Na vida da natureza o Eros é o lugar por excelência da beleza: o que se ama, seja

profunda ou superficialmente, aparece sempre como algo esplêndido; e, objetivamente, como

conhecimento admirável. Ambos polos, correspondentes entre si, são superados no campo da

revelação onde o Logos de Deus que descende kenoticamente se manifesta a si mesmo como

amor, como ágape e, por isso, como glória. Se a palavra fundamental deste Logos não fosse

amor e, precisamente - porque se trata da revelação de Deus - absoluto e totalmente livre, então

o logos cristão seria colocado na mesma linha junto com os logos de outras doutrinas de

sabedoria religiosa (filosóficas, gnósticas ou místicas). Mas, se a palavra fundamental é amor

como amor divino, então precisa estar junto a ela a palavra fundamental da estetica, “glória”,

que assegura a este amor de Deus que se manifesta à distância do ser-totamente-outro e exclui

completamente toda confusão entre este amor e outro amor que se absolutiza a si mesmo, ainda

que seja pessoal. A plausibilidade desse amor de Deus não se deduz de nenhuma redução

comparativa àquilo que o homem chamou sempre amor, mas sim, e unicamente, pela figura da

revelação do amor mesmo que se revela a si mesmo, de uma maneira tão majestosa que, ali

onde é percebida, consegue a abertura da adoração sem necessidade de exigi-la expressamente.

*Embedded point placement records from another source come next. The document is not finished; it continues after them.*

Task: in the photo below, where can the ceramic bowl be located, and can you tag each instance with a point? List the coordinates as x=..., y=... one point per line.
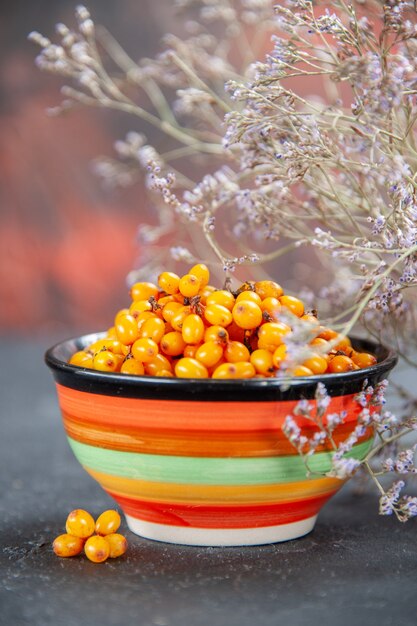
x=204, y=462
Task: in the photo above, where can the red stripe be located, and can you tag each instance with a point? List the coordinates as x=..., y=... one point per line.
x=225, y=516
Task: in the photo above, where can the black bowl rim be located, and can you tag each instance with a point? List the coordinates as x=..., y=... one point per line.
x=269, y=389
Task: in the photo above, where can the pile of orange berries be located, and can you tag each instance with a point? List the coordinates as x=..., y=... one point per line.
x=183, y=327
x=98, y=539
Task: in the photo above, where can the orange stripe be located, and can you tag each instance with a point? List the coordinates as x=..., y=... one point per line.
x=195, y=495
x=221, y=516
x=195, y=443
x=190, y=415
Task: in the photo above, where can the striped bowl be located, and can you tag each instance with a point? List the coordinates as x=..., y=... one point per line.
x=205, y=462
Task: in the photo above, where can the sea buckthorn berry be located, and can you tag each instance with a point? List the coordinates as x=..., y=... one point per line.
x=108, y=522
x=217, y=334
x=236, y=351
x=82, y=359
x=164, y=374
x=189, y=285
x=193, y=329
x=80, y=524
x=68, y=545
x=153, y=328
x=209, y=353
x=164, y=300
x=244, y=369
x=143, y=317
x=293, y=304
x=190, y=349
x=127, y=330
x=218, y=315
x=112, y=345
x=106, y=361
x=133, y=367
x=178, y=319
x=279, y=355
x=234, y=370
x=236, y=333
x=268, y=289
x=302, y=370
x=205, y=292
x=271, y=307
x=143, y=291
x=178, y=297
x=145, y=349
x=202, y=272
x=317, y=364
x=120, y=313
x=160, y=362
x=343, y=343
x=139, y=306
x=363, y=359
x=247, y=314
x=172, y=343
x=223, y=297
x=170, y=310
x=271, y=335
x=117, y=545
x=249, y=295
x=169, y=282
x=262, y=361
x=340, y=363
x=97, y=549
x=190, y=368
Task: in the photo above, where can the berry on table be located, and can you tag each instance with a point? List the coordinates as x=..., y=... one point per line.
x=108, y=522
x=80, y=524
x=68, y=545
x=97, y=549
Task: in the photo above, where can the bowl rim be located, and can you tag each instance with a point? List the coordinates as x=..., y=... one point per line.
x=134, y=386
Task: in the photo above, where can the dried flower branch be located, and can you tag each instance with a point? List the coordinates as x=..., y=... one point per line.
x=387, y=431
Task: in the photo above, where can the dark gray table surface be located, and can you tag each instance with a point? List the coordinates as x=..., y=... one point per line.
x=356, y=567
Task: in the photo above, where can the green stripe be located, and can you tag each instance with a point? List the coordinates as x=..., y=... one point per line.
x=205, y=470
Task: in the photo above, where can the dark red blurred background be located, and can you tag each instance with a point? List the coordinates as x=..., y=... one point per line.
x=66, y=245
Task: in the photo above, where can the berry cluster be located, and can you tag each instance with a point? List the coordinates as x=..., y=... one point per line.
x=186, y=328
x=99, y=539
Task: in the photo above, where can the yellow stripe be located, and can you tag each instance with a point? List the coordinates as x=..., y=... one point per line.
x=216, y=494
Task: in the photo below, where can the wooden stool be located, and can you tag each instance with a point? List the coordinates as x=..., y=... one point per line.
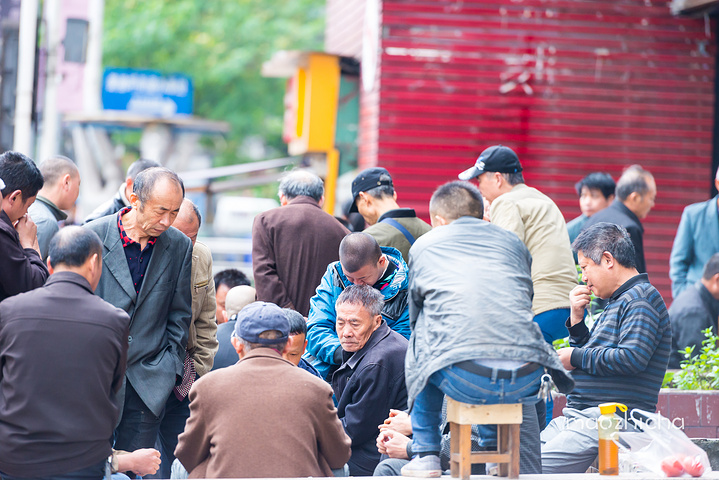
x=461, y=417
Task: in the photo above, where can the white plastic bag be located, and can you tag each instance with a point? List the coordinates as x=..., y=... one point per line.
x=660, y=447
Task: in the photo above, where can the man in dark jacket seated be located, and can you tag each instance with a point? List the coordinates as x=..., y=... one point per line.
x=370, y=380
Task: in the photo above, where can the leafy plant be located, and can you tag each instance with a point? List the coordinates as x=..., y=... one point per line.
x=701, y=371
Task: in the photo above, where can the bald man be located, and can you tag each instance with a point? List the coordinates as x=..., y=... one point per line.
x=237, y=299
x=58, y=193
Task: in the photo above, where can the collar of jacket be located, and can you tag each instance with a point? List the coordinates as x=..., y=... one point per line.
x=399, y=280
x=377, y=336
x=636, y=279
x=70, y=277
x=264, y=352
x=711, y=302
x=57, y=213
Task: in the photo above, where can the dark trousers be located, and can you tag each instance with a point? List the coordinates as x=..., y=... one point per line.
x=93, y=472
x=171, y=426
x=138, y=426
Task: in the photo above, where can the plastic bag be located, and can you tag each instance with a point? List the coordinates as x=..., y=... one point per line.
x=660, y=447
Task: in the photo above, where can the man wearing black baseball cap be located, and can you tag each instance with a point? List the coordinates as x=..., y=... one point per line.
x=537, y=221
x=262, y=417
x=374, y=197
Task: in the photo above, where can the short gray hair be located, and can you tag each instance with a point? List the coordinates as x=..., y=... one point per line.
x=634, y=179
x=368, y=297
x=298, y=183
x=606, y=237
x=146, y=179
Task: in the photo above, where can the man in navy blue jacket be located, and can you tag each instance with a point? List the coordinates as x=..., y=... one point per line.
x=370, y=380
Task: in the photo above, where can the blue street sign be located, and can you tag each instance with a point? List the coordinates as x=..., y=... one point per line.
x=146, y=92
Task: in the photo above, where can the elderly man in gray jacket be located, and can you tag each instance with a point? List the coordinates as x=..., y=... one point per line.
x=472, y=328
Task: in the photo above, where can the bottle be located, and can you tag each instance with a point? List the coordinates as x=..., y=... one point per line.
x=607, y=424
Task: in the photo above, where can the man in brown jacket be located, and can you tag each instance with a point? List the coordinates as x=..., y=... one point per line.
x=293, y=244
x=262, y=417
x=202, y=340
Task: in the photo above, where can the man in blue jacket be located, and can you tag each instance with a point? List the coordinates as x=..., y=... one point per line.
x=696, y=241
x=362, y=262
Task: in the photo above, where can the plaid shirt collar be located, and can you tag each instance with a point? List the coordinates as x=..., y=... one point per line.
x=123, y=235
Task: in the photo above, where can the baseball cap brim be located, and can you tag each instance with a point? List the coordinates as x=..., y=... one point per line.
x=353, y=206
x=470, y=173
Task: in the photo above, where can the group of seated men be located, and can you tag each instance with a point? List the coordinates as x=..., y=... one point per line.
x=128, y=368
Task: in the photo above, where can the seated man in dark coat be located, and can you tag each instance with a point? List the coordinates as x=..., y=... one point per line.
x=694, y=310
x=370, y=380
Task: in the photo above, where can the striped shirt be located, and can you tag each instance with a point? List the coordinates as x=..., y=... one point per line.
x=624, y=357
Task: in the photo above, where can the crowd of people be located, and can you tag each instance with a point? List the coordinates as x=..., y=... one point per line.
x=122, y=354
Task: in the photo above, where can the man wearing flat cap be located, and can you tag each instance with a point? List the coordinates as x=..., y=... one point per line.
x=537, y=221
x=374, y=197
x=262, y=417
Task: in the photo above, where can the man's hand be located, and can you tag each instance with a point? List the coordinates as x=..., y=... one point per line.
x=27, y=232
x=565, y=356
x=145, y=461
x=393, y=444
x=579, y=298
x=398, y=421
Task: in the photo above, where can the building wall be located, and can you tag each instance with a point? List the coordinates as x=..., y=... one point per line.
x=572, y=87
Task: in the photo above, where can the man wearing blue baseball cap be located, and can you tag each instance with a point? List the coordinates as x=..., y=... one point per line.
x=262, y=417
x=537, y=221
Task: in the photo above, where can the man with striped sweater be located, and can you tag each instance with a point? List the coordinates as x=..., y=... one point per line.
x=623, y=357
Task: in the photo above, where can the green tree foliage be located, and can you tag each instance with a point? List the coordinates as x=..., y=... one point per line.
x=221, y=45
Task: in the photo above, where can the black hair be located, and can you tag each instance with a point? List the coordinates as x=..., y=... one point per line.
x=298, y=324
x=606, y=237
x=18, y=172
x=369, y=297
x=231, y=277
x=597, y=181
x=72, y=246
x=357, y=250
x=634, y=179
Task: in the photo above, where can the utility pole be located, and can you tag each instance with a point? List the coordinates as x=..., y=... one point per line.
x=22, y=140
x=50, y=138
x=92, y=84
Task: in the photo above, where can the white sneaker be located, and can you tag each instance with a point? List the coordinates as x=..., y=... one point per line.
x=425, y=467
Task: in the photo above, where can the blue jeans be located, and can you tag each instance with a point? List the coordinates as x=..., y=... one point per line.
x=93, y=472
x=552, y=323
x=466, y=387
x=138, y=426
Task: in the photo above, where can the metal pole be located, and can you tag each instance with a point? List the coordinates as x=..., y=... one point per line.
x=92, y=82
x=22, y=140
x=50, y=139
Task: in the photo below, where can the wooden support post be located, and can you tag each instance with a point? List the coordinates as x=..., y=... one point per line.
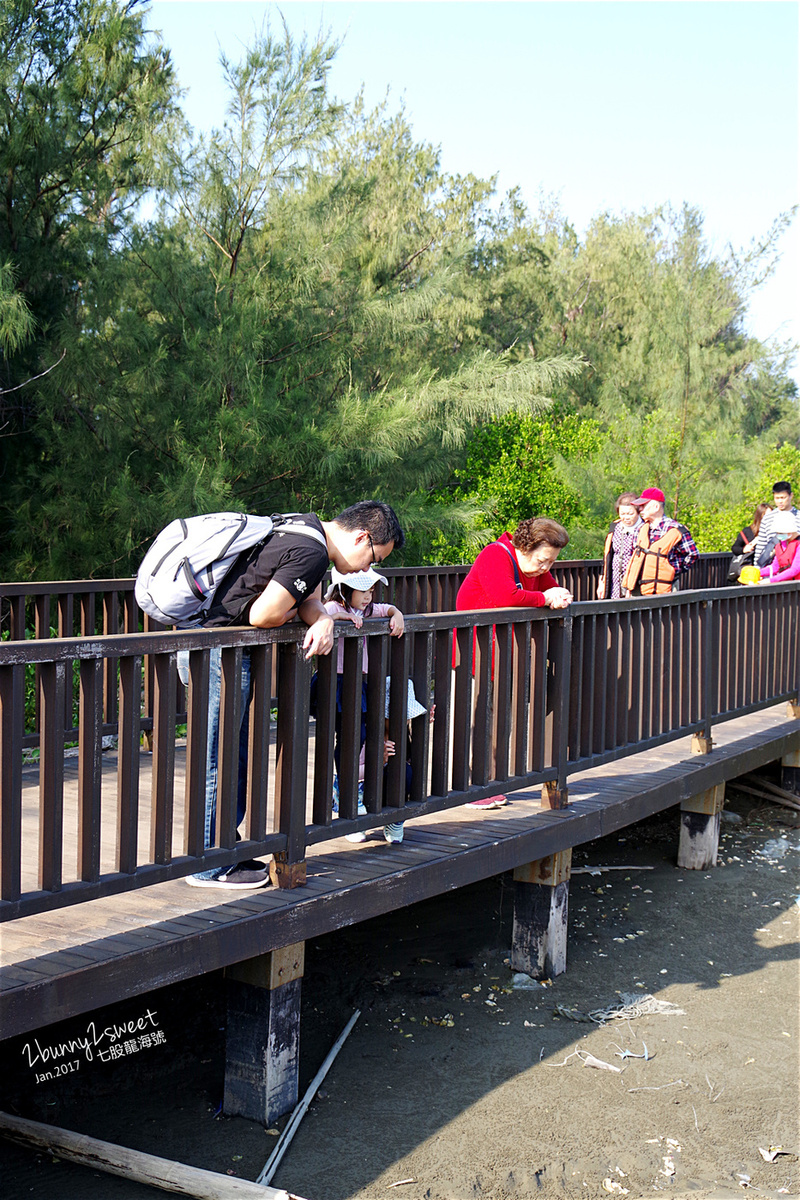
x=699, y=829
x=284, y=874
x=263, y=1035
x=791, y=762
x=541, y=893
x=791, y=772
x=554, y=797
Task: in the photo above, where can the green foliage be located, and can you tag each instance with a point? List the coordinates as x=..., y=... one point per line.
x=716, y=528
x=511, y=474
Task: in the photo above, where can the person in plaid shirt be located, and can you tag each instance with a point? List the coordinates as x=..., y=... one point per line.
x=650, y=573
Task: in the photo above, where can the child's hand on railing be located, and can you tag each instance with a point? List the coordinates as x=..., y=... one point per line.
x=558, y=598
x=397, y=623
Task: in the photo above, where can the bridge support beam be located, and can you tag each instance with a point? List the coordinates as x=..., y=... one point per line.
x=263, y=1035
x=541, y=894
x=699, y=829
x=791, y=762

Dessa majestade do amor absoluto, que constitui o fenômeno originário da revelação

mesma, origina-se a autoridade de toda mediação humana. A autoridade original não é

propriedade nem da Bíblia (como palavra de Deus” escrita), nem do kerigma (como “palavra

de Deus” viva e anunciada), nem do magistério da Igreja (como representação oficial da

“palavra de Deus”) - os três são somente palavra, não carne -, senão só do Filho, que manifesta

o Pai no Espírito Santo como o amor divino. Porque unicamente aqui, na origem da revelação

pode e deve coincidir a autoridade (ou majestade) com o amor mesmo; toda demanda autoritária

da obediência da fé do homem à revelação pode conduzir unicamente a uma reta visão e a uma

devida entrada em ação do amor de Deus que se deu a conhecer. O amor de Deus pode dar-se

de uma forma tão fascinante que nele resplandeça a palavra e a resposta, sendo que estas

alcançam seu sentido, somente, a partir da doação da pessoa infinita à finita; onde esta acontece,

da-se junto com ela a possível resposta da pessoa finita à infinita, uma doação cujo coração e

essência é o amor.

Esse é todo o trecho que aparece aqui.